Page:Revue des Deux Mondes - 1854 - tome 7.djvu/366

Le texte de cette page a été corrigé et est conforme au fac-similé.

X.

Le vent souffle dans sa trompe ; la trombe d’eau fouette les vagues à coups redoublés, et les vagues burlent, les vagues mugissent et tonnent.

Du haut des nuées sombres coulent des torrens, des torrens de pluie ; on dirait que la vieille Nuit veut engloutir le vieil Océan.

La mouette vient se blottir sur le mât et pousse de petits cris, des gémissemens plaintifs. Elle ressent de profondes angoisses et s’apprête à prophétiser un malheur.

XI.

La tempête se met à jouer le branle ; elle siffle, elle hurle, elle gronde. Heisa ! comme le petit navire danse ! La nuit est joyeuse et terrible.

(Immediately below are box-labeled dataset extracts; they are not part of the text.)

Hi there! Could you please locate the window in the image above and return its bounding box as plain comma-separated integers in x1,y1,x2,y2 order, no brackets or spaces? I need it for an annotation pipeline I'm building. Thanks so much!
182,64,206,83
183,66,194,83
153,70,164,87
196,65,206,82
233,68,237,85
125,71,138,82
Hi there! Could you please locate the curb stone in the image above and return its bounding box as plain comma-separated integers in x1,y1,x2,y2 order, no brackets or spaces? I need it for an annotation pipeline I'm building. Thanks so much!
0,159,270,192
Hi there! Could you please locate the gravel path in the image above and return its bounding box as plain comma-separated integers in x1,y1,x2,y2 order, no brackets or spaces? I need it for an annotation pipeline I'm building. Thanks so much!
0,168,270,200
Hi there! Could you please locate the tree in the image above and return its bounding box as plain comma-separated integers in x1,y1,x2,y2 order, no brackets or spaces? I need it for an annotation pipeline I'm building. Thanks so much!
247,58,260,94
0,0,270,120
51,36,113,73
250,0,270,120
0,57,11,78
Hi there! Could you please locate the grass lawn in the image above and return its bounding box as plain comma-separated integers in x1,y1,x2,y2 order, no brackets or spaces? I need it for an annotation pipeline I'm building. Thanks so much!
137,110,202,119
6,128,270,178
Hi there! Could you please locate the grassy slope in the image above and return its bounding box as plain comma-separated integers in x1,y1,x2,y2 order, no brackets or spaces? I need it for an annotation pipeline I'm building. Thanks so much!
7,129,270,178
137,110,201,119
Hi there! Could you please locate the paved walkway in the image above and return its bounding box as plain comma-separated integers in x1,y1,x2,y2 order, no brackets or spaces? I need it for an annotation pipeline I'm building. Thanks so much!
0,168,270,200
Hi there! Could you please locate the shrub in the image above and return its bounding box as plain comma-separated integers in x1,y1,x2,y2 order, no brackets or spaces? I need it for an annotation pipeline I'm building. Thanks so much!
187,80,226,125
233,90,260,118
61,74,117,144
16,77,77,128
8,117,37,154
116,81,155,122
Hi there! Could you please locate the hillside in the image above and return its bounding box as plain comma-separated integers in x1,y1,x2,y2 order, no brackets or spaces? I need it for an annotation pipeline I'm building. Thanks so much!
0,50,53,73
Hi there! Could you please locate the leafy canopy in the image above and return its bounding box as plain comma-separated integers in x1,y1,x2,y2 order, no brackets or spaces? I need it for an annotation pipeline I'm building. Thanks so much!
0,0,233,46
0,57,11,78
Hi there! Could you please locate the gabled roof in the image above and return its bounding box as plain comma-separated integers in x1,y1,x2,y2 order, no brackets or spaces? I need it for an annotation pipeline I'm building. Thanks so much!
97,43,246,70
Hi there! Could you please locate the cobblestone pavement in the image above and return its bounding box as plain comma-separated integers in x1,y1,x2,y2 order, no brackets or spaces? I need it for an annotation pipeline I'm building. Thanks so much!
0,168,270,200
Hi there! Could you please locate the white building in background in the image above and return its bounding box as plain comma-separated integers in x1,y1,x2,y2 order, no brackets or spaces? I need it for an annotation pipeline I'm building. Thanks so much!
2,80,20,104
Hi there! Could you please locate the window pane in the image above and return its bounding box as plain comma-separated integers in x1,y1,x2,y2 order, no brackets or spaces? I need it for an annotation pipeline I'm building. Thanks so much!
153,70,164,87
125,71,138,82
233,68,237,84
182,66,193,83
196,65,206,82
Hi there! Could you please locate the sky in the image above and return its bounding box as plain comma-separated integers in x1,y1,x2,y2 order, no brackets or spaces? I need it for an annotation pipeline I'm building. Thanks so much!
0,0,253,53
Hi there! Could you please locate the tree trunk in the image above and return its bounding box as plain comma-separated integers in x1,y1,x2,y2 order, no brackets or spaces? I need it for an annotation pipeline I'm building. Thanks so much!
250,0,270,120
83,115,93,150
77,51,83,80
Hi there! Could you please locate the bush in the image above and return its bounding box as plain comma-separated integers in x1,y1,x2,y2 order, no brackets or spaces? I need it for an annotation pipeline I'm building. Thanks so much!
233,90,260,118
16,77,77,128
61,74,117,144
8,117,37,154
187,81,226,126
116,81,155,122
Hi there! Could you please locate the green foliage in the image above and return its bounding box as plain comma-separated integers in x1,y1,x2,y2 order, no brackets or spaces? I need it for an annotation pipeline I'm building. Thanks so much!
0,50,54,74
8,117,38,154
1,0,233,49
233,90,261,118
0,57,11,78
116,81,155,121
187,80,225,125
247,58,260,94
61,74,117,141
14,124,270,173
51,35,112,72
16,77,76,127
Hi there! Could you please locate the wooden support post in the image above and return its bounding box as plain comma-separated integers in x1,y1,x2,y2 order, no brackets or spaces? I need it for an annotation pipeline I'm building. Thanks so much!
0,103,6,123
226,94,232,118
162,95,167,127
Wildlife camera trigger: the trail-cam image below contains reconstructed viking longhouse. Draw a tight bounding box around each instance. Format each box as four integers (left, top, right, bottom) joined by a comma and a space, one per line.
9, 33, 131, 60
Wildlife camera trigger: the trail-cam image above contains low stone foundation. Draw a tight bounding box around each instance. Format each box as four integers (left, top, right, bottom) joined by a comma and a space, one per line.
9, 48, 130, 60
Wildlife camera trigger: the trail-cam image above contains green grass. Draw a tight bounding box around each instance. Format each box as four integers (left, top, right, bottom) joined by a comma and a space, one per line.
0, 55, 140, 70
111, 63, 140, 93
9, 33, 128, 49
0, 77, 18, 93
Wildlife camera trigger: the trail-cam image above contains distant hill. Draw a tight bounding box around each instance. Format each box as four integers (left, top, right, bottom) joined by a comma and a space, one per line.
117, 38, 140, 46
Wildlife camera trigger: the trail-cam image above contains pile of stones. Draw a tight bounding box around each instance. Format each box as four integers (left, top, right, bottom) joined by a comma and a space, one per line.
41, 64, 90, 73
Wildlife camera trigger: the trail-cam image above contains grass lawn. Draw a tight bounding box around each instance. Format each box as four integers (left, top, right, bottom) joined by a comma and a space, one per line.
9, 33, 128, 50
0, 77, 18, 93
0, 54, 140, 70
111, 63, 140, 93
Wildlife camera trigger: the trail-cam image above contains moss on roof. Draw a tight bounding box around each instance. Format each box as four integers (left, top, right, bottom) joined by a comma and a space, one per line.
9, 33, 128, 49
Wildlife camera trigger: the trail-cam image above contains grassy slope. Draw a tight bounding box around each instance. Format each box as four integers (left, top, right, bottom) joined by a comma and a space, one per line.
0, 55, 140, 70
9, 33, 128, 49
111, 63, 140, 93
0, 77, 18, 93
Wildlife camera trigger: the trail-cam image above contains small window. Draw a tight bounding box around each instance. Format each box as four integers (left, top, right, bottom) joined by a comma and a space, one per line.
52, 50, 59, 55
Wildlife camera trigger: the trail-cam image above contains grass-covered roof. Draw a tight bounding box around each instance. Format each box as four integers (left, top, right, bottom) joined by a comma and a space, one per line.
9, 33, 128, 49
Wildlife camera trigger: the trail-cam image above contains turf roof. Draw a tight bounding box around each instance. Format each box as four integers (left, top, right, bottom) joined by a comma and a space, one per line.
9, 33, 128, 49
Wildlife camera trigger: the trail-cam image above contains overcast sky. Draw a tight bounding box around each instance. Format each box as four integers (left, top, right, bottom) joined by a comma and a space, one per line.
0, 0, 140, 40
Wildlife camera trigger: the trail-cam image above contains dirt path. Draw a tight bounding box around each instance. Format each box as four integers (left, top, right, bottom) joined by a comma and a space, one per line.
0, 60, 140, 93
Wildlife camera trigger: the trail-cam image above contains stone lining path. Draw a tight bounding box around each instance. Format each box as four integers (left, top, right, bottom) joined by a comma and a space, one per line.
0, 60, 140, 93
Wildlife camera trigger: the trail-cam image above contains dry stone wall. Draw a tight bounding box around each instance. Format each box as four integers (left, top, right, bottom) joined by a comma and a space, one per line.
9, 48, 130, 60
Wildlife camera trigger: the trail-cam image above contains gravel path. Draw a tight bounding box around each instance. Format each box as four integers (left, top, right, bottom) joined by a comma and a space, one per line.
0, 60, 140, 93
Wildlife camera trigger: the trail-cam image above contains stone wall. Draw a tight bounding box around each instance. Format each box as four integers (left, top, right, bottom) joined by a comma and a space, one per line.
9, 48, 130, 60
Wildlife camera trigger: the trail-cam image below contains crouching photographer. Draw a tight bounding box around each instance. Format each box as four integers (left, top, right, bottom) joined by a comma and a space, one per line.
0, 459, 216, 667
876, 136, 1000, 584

La mer furieuse forme une vivante montagne d’eau. Ici bâille un ténébreux abîme ; là, les flots se dressent comme une tour blanche.

Du fond de la cajute, on entend des cris, des malédictions et des prières. Je me tiens solidement attaché au mât et je me dis  : Je serais pourtant mieux chez moi.

XII.

La nuit vient ; le brouillard couvre la mer. Les flots bruissent mystérieusement. Alors, au loin, une forme se dresse du sein des ondes.

C’est la fée de la mer qui sort des flots ; elle s’assied près de moi sur la plage. Ses blanches épaules sortent de ses voiles entr’ouverts.

Elle m’enlace de ses bras, elle me presse, au point de me faire mal  : — Tu me presses trop fort, ô belle fée de la mer !

« Oui, je t’enlace de mes bras, je te presse avec ardeur ; je veux me réchauffer auprès de toi ; la soirée est si froide ! »

La lune apparaît pâlissante au sommet des nuées orageuses. — Ton regard devient plus trouble et plus humide, à belle fée de la mer !

« Il ne devient pas plus trouble et plus humide ; il est humide et trouble parce qu’en sortant des eaux, une goutte m’est restée dans les yeux ! »

Les mouettes poussent des cris plaintifs ; la mer se brise en grondant sur les falaises. — Ton cœur est agité de battemens sauvages, ô belle fée de la mer !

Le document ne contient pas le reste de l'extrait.